I am conducting CNV analysis on TCGA Level 3 SNP 6.0 data. In few of the downloaded tumor samples, I found more than 1 seg files associated with same TCGA submitter ID. For example,
TCGA-44-2656-01A CUTCH_p_TCGAb_355_37_52_NSP_GenomeWideSNP_6_H10_1376764.nocnv_grch38.seg TCGA-44-2656-01A EGGAR_p_TCGAb33and37_SNP_N_GenomeWideSNP_6_H04_585228.nocnv_grch38.seg TCGA-44-2656-01A HILLY_p_TCGA_b90_wRedos_SNP_N_GenomeWideSNP_6_A04_748062.nocnv_grch38.seg
The first file showed 415 rows. While the second and third files showed 197 and 271 rows, respectively.
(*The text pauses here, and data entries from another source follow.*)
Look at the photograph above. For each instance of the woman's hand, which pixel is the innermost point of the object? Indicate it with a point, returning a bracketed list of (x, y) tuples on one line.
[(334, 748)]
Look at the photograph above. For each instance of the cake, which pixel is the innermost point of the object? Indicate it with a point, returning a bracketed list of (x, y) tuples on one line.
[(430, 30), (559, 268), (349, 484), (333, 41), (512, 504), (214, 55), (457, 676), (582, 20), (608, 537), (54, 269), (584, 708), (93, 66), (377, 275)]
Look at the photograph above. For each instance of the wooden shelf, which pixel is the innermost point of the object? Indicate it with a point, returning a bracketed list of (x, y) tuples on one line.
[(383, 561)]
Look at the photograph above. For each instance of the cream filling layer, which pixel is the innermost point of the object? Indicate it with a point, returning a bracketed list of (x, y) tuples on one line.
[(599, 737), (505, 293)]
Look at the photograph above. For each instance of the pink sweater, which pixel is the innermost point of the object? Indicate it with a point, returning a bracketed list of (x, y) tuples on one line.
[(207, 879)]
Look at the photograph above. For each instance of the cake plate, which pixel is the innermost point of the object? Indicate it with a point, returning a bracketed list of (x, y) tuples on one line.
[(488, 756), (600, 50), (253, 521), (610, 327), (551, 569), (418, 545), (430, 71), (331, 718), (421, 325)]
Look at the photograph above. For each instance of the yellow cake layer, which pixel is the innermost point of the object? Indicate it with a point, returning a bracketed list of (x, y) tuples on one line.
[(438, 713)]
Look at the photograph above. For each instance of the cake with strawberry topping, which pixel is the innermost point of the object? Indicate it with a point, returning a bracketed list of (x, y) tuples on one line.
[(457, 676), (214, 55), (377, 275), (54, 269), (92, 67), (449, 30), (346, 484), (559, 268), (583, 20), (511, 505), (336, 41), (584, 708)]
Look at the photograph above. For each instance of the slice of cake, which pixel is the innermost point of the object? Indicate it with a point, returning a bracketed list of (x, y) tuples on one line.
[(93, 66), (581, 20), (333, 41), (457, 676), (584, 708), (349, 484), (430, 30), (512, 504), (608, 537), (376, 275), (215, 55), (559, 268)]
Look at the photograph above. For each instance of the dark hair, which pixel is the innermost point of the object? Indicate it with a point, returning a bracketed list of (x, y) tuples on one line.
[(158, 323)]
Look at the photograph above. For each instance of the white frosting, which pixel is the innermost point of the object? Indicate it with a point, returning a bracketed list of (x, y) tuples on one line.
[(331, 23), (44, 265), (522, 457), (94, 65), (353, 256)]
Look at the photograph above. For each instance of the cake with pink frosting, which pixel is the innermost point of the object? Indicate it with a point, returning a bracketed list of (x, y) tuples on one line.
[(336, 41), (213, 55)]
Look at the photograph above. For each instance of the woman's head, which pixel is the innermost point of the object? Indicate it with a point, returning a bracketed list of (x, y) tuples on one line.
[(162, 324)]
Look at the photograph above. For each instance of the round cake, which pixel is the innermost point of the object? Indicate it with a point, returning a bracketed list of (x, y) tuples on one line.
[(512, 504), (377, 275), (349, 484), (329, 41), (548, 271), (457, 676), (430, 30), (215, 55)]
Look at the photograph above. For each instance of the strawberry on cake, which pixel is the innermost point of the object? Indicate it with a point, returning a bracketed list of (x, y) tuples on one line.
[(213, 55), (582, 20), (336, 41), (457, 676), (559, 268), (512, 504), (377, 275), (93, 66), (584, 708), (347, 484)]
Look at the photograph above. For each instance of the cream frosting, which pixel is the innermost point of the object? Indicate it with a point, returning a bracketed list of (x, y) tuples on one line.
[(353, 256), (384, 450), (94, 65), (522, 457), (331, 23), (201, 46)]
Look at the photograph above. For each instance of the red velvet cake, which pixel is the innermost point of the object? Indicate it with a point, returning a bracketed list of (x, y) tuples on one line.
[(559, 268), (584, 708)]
All three files showed Mean Seg Score for Chromosomes from 1 to 22 and X.
Under this kind of situation, what factors I should consider to select one of the three files to continue my downstream analysis?
Should I combine those chromosome regions that have overlapped fully or partially among the 3 files, if I decide to combine the seg data of the 3 files?
The UUID's of the above 3 samples followed the same order are: 89327245-3da1-4a96-bee3-5b84ae43401a, f19650bb-8ead-490b-9f91-d7c4b06bfe6b, 0e6071db-c44c-4958-ab95-087d44620893
Is there a means that I could find out more about the 3 samples with the above UUID's to facilitate the file selection?